Dopiero co była mowa o Władzie a teraz Pacman. Zaraz będzie trzydziestu innych a pretendenci jak np. Parker i Kabayel w ciężkiej będą czekać w nieskończoność na swoją szansę.
Ś.p.Foreman zanim walczył z Holyfieldem zlał ponad dwudziestu typów.
Bzdury, jedyne co Manny teraz przeżywa, to zapadające w pamięć słowa znanego "uśpiologa" dr.Polakosa, i to czy Paquaio będzie uśpiony podobnie jak Roy Jones jr.i jak fantastyczny jest w całej tej sprawie Canelo (bez związku z tematem usypiania).
Serio, przestań łykać tę narrację jak młody pelikan, bo zaraz się udławisz. Canelo w tej walce wyglądał jakby szukał pokestopów, a nie trafiał ciosami. A ty mu dalej klaskasz jak foka na pokazie w delfinarium.
I wiesz co jest najsmutniejsze? Meksykański boks miał kiedyś jaja. Tacy jak Juan Manuel Marquez, Barrera, Morales – to byli wojownicy, którzy szli na wojnę z każdym, bez kalkulacji. Z sercem, ambicją, honorem. A Canelo? Od porażki z Mayweatherem jego jedynym celem jest kasa. Zero sportowych ambicji, żadnego ryzyka. Wszystko wyliczone, wszystko pod linijkę, jakby to była firma, a nie walka.

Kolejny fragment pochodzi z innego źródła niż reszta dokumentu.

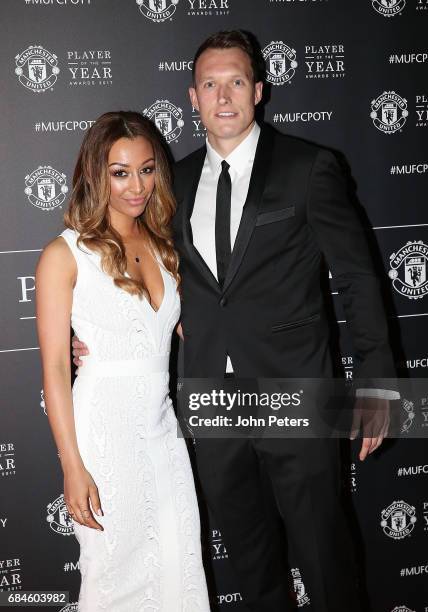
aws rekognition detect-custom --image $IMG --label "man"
[174,32,395,612]
[74,31,394,612]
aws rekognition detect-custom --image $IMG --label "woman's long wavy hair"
[64,111,180,296]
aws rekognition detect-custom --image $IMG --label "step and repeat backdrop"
[0,0,428,612]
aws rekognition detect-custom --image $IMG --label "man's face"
[189,47,263,142]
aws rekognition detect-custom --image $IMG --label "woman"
[36,112,209,612]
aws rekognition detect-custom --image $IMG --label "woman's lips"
[216,111,238,119]
[126,197,145,206]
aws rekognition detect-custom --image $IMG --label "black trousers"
[195,438,361,612]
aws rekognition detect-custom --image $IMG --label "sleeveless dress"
[61,229,210,612]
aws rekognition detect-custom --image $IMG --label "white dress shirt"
[190,123,400,399]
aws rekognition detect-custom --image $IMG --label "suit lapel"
[223,126,274,293]
[182,147,220,291]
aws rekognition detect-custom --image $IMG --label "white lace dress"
[61,229,210,612]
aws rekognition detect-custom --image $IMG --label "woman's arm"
[36,238,102,529]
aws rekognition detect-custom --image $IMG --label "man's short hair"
[192,30,266,83]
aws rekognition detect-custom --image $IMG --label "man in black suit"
[174,31,396,612]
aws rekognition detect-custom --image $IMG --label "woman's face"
[108,136,155,219]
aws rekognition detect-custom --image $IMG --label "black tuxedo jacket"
[173,125,394,378]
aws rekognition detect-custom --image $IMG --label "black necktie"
[215,160,232,287]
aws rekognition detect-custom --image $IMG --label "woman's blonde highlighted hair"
[64,111,180,296]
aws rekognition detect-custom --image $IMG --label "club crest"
[263,41,297,85]
[380,500,416,540]
[143,100,184,143]
[15,45,59,93]
[24,166,68,211]
[388,240,428,300]
[136,0,179,23]
[372,0,406,17]
[46,494,74,536]
[370,91,409,134]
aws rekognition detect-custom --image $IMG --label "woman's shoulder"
[37,236,76,275]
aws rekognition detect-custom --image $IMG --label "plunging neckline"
[125,257,166,315]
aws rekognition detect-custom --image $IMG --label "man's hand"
[350,397,390,461]
[71,336,89,368]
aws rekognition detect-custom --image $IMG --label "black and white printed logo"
[370,91,409,134]
[67,49,113,87]
[416,94,428,127]
[305,44,345,79]
[0,442,16,477]
[211,529,228,561]
[372,0,406,17]
[192,106,207,138]
[380,500,416,540]
[24,166,68,211]
[217,592,242,606]
[143,100,184,142]
[187,0,230,17]
[46,493,74,535]
[388,240,428,300]
[400,398,415,434]
[136,0,179,23]
[263,40,297,85]
[0,557,22,592]
[291,567,311,608]
[15,45,59,93]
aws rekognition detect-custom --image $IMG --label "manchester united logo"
[136,0,179,23]
[15,45,59,93]
[370,91,409,134]
[380,500,416,540]
[263,40,297,85]
[388,240,428,300]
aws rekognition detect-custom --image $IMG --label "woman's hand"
[176,323,184,340]
[64,466,104,531]
[71,336,89,368]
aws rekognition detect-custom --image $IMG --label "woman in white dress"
[36,112,210,612]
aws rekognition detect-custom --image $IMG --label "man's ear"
[189,86,199,111]
[254,81,263,106]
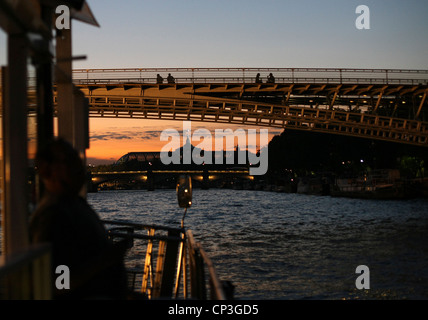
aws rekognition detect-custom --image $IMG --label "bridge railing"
[73,68,428,85]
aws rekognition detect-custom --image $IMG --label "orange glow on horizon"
[86,118,282,164]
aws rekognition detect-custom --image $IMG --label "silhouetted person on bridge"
[156,73,163,84]
[166,73,175,83]
[30,140,127,299]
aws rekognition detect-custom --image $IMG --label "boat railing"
[103,220,226,300]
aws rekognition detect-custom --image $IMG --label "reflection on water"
[89,189,428,299]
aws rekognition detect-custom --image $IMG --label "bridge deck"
[68,68,428,146]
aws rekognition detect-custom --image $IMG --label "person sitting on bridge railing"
[166,73,175,83]
[156,73,163,83]
[30,139,127,299]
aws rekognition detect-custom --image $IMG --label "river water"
[88,189,428,300]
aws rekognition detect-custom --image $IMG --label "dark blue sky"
[0,0,428,69]
[68,0,428,69]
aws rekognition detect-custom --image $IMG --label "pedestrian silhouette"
[29,139,127,299]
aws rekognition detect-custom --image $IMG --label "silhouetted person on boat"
[156,73,163,84]
[166,73,175,83]
[30,140,127,299]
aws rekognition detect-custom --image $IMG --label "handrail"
[103,220,225,300]
[186,230,226,300]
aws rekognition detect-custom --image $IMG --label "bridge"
[67,68,428,146]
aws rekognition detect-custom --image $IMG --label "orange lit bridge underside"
[67,69,428,146]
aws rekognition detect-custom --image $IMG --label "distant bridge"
[60,68,428,146]
[91,168,254,189]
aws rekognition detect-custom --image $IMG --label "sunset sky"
[0,0,428,163]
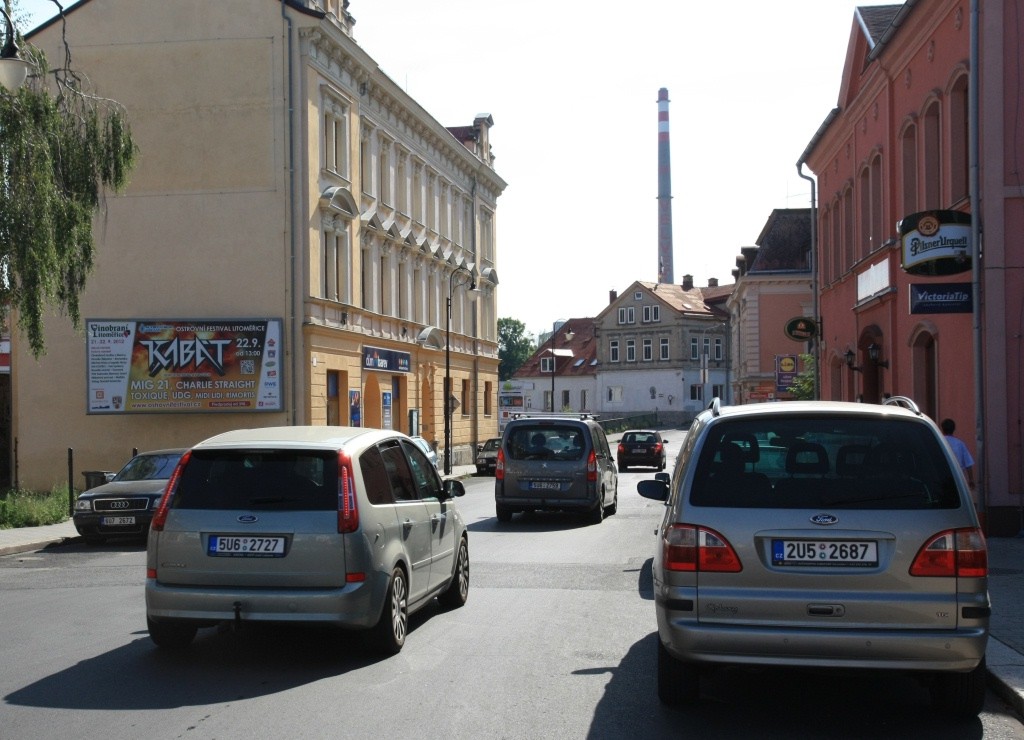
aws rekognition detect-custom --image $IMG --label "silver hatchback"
[145,427,469,653]
[638,399,990,715]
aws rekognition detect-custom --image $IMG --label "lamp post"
[444,267,476,475]
[0,7,32,92]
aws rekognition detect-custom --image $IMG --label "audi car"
[73,449,185,545]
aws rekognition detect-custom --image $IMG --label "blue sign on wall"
[910,282,974,313]
[362,347,413,373]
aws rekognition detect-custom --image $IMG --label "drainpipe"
[281,0,305,426]
[797,158,822,400]
[968,0,988,516]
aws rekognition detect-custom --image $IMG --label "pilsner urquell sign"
[85,318,284,413]
[899,211,974,275]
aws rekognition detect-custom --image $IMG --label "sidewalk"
[0,487,1024,715]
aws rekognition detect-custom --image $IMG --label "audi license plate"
[99,517,135,527]
[206,534,285,558]
[771,539,879,568]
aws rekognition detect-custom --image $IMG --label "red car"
[615,429,667,473]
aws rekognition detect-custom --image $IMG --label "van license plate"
[771,539,879,568]
[206,534,285,558]
[99,517,135,527]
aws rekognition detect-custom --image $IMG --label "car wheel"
[657,640,700,706]
[374,568,409,655]
[437,537,469,609]
[932,658,988,717]
[145,617,197,650]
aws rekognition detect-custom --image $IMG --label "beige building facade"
[17,0,506,488]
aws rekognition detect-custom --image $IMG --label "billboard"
[85,318,283,413]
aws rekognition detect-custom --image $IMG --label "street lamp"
[549,322,575,412]
[444,266,477,475]
[0,7,32,92]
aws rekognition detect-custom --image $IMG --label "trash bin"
[82,470,114,490]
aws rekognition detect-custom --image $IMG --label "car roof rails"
[882,396,925,417]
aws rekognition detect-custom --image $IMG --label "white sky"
[16,0,898,341]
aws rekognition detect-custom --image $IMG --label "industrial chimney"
[657,87,676,284]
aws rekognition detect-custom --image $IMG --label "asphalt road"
[0,460,1024,740]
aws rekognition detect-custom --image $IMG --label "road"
[6,450,1024,740]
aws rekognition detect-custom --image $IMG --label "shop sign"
[910,282,974,313]
[899,211,973,275]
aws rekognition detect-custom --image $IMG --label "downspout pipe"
[968,0,988,515]
[281,0,305,426]
[797,159,821,400]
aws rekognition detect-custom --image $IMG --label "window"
[323,96,348,177]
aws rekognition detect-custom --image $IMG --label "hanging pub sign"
[899,211,974,275]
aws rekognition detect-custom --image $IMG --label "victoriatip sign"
[910,282,974,313]
[85,318,283,413]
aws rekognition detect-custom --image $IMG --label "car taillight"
[150,449,191,532]
[338,451,359,534]
[662,524,743,573]
[910,527,988,578]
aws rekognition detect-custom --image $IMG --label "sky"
[16,0,896,335]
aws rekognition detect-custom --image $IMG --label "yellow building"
[10,0,506,488]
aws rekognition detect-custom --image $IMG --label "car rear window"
[690,417,961,510]
[173,450,338,511]
[506,423,586,461]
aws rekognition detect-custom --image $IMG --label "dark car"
[74,449,185,545]
[476,437,502,475]
[615,429,667,472]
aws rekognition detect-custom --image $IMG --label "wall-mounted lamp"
[867,342,889,368]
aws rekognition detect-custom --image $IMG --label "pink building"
[800,0,1024,535]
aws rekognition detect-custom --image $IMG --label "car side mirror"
[443,478,466,498]
[637,474,669,502]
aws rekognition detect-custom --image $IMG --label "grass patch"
[0,486,68,529]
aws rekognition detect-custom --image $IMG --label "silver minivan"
[638,398,990,715]
[495,413,618,523]
[145,427,469,653]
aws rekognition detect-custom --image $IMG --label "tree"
[790,354,814,401]
[498,318,537,381]
[0,0,137,357]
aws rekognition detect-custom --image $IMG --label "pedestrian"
[939,419,974,488]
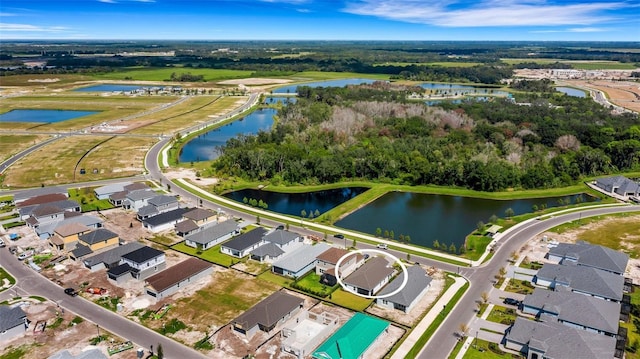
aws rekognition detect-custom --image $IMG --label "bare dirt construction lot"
[566,80,640,112]
[519,215,640,284]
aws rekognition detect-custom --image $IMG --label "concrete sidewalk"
[391,277,467,359]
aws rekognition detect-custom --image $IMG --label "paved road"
[0,243,206,358]
[418,206,640,359]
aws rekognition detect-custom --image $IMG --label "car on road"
[64,288,78,297]
[18,251,33,261]
[502,298,520,306]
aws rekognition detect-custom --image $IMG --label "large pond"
[273,79,378,93]
[0,110,99,123]
[224,187,368,218]
[178,108,276,162]
[556,86,587,97]
[335,192,594,248]
[74,84,145,92]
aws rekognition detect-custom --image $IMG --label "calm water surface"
[0,110,99,123]
[335,192,593,248]
[224,187,368,217]
[178,108,277,162]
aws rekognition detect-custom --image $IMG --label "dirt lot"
[519,215,640,284]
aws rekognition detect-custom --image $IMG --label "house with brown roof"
[145,257,213,300]
[49,222,91,251]
[316,247,364,286]
[342,257,395,296]
[231,291,304,339]
[183,208,217,226]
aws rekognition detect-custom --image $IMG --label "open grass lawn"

Canelo nie tylko nie jest najlepszym meksykańskim pięściarzem w historii – on nawet nie łapie się do pierwszej dziesiątki. To po prostu marketingowy produkt, który dziś bardziej pasuje do reklamy napojów energetycznych niż do ringu. Ale tobie, Polakos, jak widać wystarczy błysk w oczach i ładny rekord, żeby się zachwycać. Gratuluję – poziom analizy godny fana Fame MMA.